"Zarejestrowaliśmy różne sytuacje łamania przepisów o ochronie zwierząt" – mówi koordynator kampanii Stopklatka, Łukasz Musiał.
Przede wszystkim zwierzęta są poupychane w klatkach, często bez wody, są puste poidła. Mamy tutaj do czynienia ze znęcaniem się, ponieważ zwierzęta są wyciągane za skrzydła, wrzucane do worków, sprzedawane w workach po kilka sztuk. Te zwierzęta mogą mieć połamane skrzydła, a nawet w takim worku mogą się po prostu udusić
- mówi Łukasz Musiał.
Współorganizator targu odpowiadał na filmie, że sprzedawcy wykorzystują worki, które przepuszczają powietrze. Przepisy mówią jednak o konieczności zachowania naturalnej pozycji ciała, odpowiedniej przestrzeni oraz zabezpieczenia przed urazami.

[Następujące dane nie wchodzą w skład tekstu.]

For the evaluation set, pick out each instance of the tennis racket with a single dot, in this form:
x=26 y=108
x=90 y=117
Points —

Aktywiści zarejestrowali także nielegalną sprzedaż zwierząt przed i na terenie targu. Fundacja Viva! złożyła zawiadomienie do prokuratury dotyczące niedopilnowania warunków przez organizatorów. Wniosek dotyczy także między innymi mężczyzny sprzedającego koty przed płotem targowiska. Przesłano także materiał dowodowy w postaci filmów i zdjęć.
Prezes odpowiedzialnego za targ Poznańskiego Związku Hodowców Gołębi Rasowych i Drobiu Ozdobnego nie znalazł dla nas czasu.